Dataplot Vol 2 Vol 1

# THRESHOLD MINIMUM

Name:
THRESHOLD MINIMUM (LET)
Type:
Let Subcommand
Purpose:
Given a response variable and a threshold variable, generate a new coded response variable (0 => response below threshold, 1 => response above threshold) and an associated group id variable (the group id corresponds to the row in the threshold variable).
Description:
This command is primarily intended for use in generating ROC curves. A ROC curve works with two variables that are coded as 0 and 1. The first variable is a ground truth variable and the second variable is a response. A 0 typically means some condition is absent while a 1 means the condition is present. The assignment of the 0 and 1 is somewhat arbitrary, but it should be coded in a consistent fashion for both the ground truth and the response. The ROC curve assesses the performance of the response relative to the ground truth based on the 2x2 table generated by the cross tabulation of the ground truth and response variable. For the ROC curve, the response might be generated for multiple values of a threshold (the ROC curve is then used to assess an optimal threshold that balances false positives and false negatives).

In some cases, you may be given a set of responses and a list of potential cutoff values. The THRESHOLD MINIMUM command can then be used to create the appropriate coded response variable for the ROC curve. Specifically, for each cutoff value, we compare each value in the response variable to the cutoff and return a 1 if the response is greater than or equal to the cutoff and a 0 if it less than the cutoff. The coded output response variable will have N*NCUTOFF rows where N and NCUTOFF denote the number of rows in the response variable and the number of threshold values, respectively. In addition, a group-id variable is returned which identifies the row number of the threshold value.

The THRESHOLD MAXIMUM command is similar.
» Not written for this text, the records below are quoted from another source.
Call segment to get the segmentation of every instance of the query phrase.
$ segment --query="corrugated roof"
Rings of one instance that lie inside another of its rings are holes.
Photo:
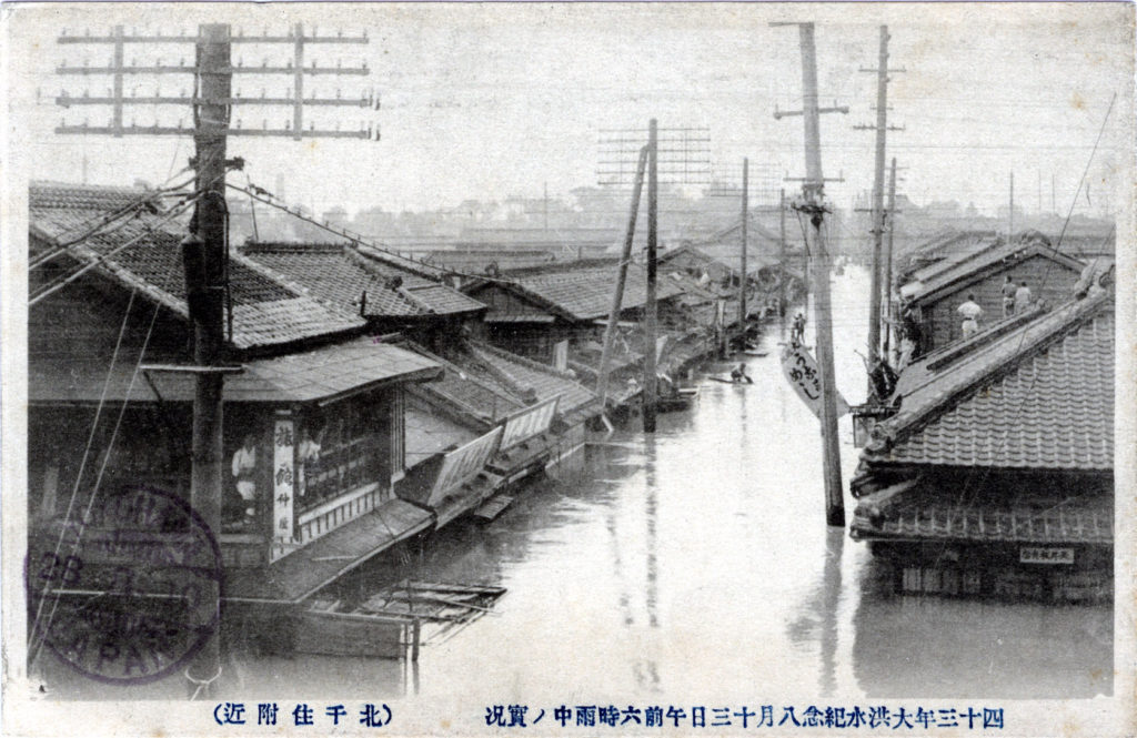
[[[30,222],[36,240],[56,247],[84,237],[108,214],[149,197],[152,193],[144,190],[35,183],[30,188]],[[139,207],[70,246],[67,256],[98,263],[101,274],[188,318],[180,248],[184,233],[176,221],[165,219],[153,205]],[[115,251],[132,239],[139,240]],[[232,343],[238,348],[285,345],[366,325],[359,317],[305,297],[239,254],[232,255],[229,274]]]
[[[484,305],[399,266],[360,256],[347,243],[247,243],[249,258],[284,275],[312,297],[368,317],[473,313]]]
[[[905,397],[865,461],[1111,471],[1113,332],[1097,288],[1009,333]]]

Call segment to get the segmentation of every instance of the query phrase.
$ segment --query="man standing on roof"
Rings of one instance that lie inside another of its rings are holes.
[[[984,314],[984,308],[976,302],[974,295],[968,295],[968,301],[956,308],[963,317],[963,340],[968,340],[979,330],[979,316]]]
[[[1030,288],[1023,282],[1018,290],[1014,291],[1014,314],[1022,315],[1028,309],[1030,309]]]
[[[1011,275],[1006,275],[1006,282],[1003,282],[1003,317],[1011,317],[1014,315],[1014,293],[1018,291],[1018,287]]]

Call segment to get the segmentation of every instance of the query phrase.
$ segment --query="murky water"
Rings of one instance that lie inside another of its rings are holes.
[[[866,292],[863,270],[835,279],[850,403],[865,389],[855,351]],[[223,687],[467,705],[1110,694],[1111,607],[896,596],[866,546],[825,526],[819,425],[780,374],[780,331],[767,329],[769,356],[746,357],[754,385],[704,380],[697,408],[661,416],[654,438],[620,431],[493,523],[458,523],[422,561],[385,556],[349,582],[508,588],[493,615],[424,648],[417,669],[239,652]],[[848,417],[840,430],[847,487]]]

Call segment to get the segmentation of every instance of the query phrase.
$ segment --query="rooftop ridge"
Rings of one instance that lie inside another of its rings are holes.
[[[1055,323],[1053,326],[1046,326],[1043,332],[1038,337],[1030,340],[1029,343],[1024,342],[1020,346],[1019,350],[994,360],[989,366],[984,367],[981,371],[977,371],[974,376],[968,376],[960,381],[958,384],[953,384],[939,392],[935,396],[933,401],[927,406],[908,412],[905,412],[902,406],[902,409],[896,415],[878,425],[878,428],[886,433],[886,437],[870,442],[865,450],[872,454],[887,453],[897,443],[911,438],[920,429],[926,428],[928,424],[933,422],[947,412],[951,406],[954,406],[973,396],[980,388],[1004,379],[1016,370],[1023,362],[1035,358],[1048,347],[1087,325],[1094,317],[1097,316],[1103,307],[1112,306],[1113,304],[1112,290],[1102,288],[1096,288],[1096,295],[1092,292],[1088,297],[1081,300],[1072,300],[1055,310],[1040,316],[1037,324],[1024,325],[1022,329],[1023,334],[1031,327],[1045,325],[1046,322],[1051,320]],[[1059,316],[1061,316],[1062,320],[1060,320]],[[1016,338],[1019,338],[1019,334],[1011,333],[1007,334],[1006,340],[1014,340]],[[955,368],[949,368],[933,380],[933,382],[949,379],[953,373],[962,373],[966,368],[968,364],[961,364]],[[933,382],[929,382],[924,387],[928,387]]]

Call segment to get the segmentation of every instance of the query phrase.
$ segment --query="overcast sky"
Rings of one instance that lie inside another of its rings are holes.
[[[8,13],[13,13],[8,6]],[[601,128],[638,126],[656,117],[661,126],[705,126],[712,163],[737,171],[752,161],[758,185],[772,188],[804,168],[802,119],[774,121],[775,108],[800,105],[802,67],[796,30],[771,20],[815,20],[823,105],[836,101],[849,115],[823,116],[822,161],[838,205],[872,186],[873,134],[855,124],[874,122],[879,31],[891,31],[891,66],[904,67],[889,88],[888,155],[896,156],[901,191],[918,202],[956,199],[993,213],[1006,202],[1015,172],[1016,202],[1049,209],[1055,177],[1057,209],[1064,213],[1089,160],[1111,97],[1115,106],[1090,167],[1090,199],[1079,210],[1099,213],[1120,205],[1118,167],[1128,167],[1132,131],[1132,8],[1128,5],[176,5],[17,8],[11,63],[20,71],[11,96],[14,141],[26,156],[30,176],[80,181],[84,155],[92,183],[165,181],[191,154],[192,141],[173,138],[67,136],[61,121],[102,125],[109,111],[64,110],[52,102],[60,90],[103,93],[103,77],[61,77],[67,60],[105,64],[109,47],[59,45],[56,36],[105,33],[122,23],[127,32],[192,33],[199,22],[230,22],[246,33],[283,32],[302,22],[310,31],[366,31],[367,47],[312,50],[308,61],[345,65],[365,57],[370,77],[339,82],[317,77],[307,91],[345,96],[374,88],[382,109],[339,109],[343,127],[371,122],[379,142],[288,139],[230,140],[230,155],[248,161],[248,175],[268,189],[283,181],[290,199],[324,210],[382,206],[399,210],[455,205],[465,198],[550,194],[596,184]],[[235,49],[247,65],[283,61],[289,47]],[[192,47],[131,47],[127,63],[160,58],[189,63]],[[189,77],[140,77],[127,83],[139,94],[157,86],[177,94]],[[244,75],[246,94],[283,94],[290,81]],[[36,91],[42,99],[36,103]],[[246,127],[281,126],[287,110],[238,109]],[[139,124],[155,119],[189,125],[188,110],[138,106]],[[324,114],[319,118],[332,125]],[[23,143],[26,142],[26,146]],[[231,181],[243,183],[235,175]],[[787,183],[796,189],[796,183]],[[1111,197],[1112,196],[1112,197]]]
However, the coding is 1 if the response value is less than or equal to the cutoff and 0 if it greater than the cutoff.

Syntax 1:
LET <y> <tag> = THRESHOLD MINIMUM <x> <xval>
<SUBSET/EXCEPT/FOR qualification>
where <x> is the response variable;
<xval> is the variable containing the cutoff values;
<y> is the generated coded response variable;
<tag> is the generated group-id variable;
and where the <SUBSET/EXCEPT/FOR qualification> is optional.

This syntax is used when a "1" implies the response value is greater than or equal to the cutoff value.

Syntax 2:
LET <y> <tag> = THRESHOLD MAXIMUM <x> <xval>
<SUBSET/EXCEPT/FOR qualification>
where <x> is the response variable;
<xval> is the variable containing the cutoff values;
<y> is the generated coded response variable;
<tag> is the generated group-id variable;
and where the <SUBSET/EXCEPT/FOR qualification> is optional.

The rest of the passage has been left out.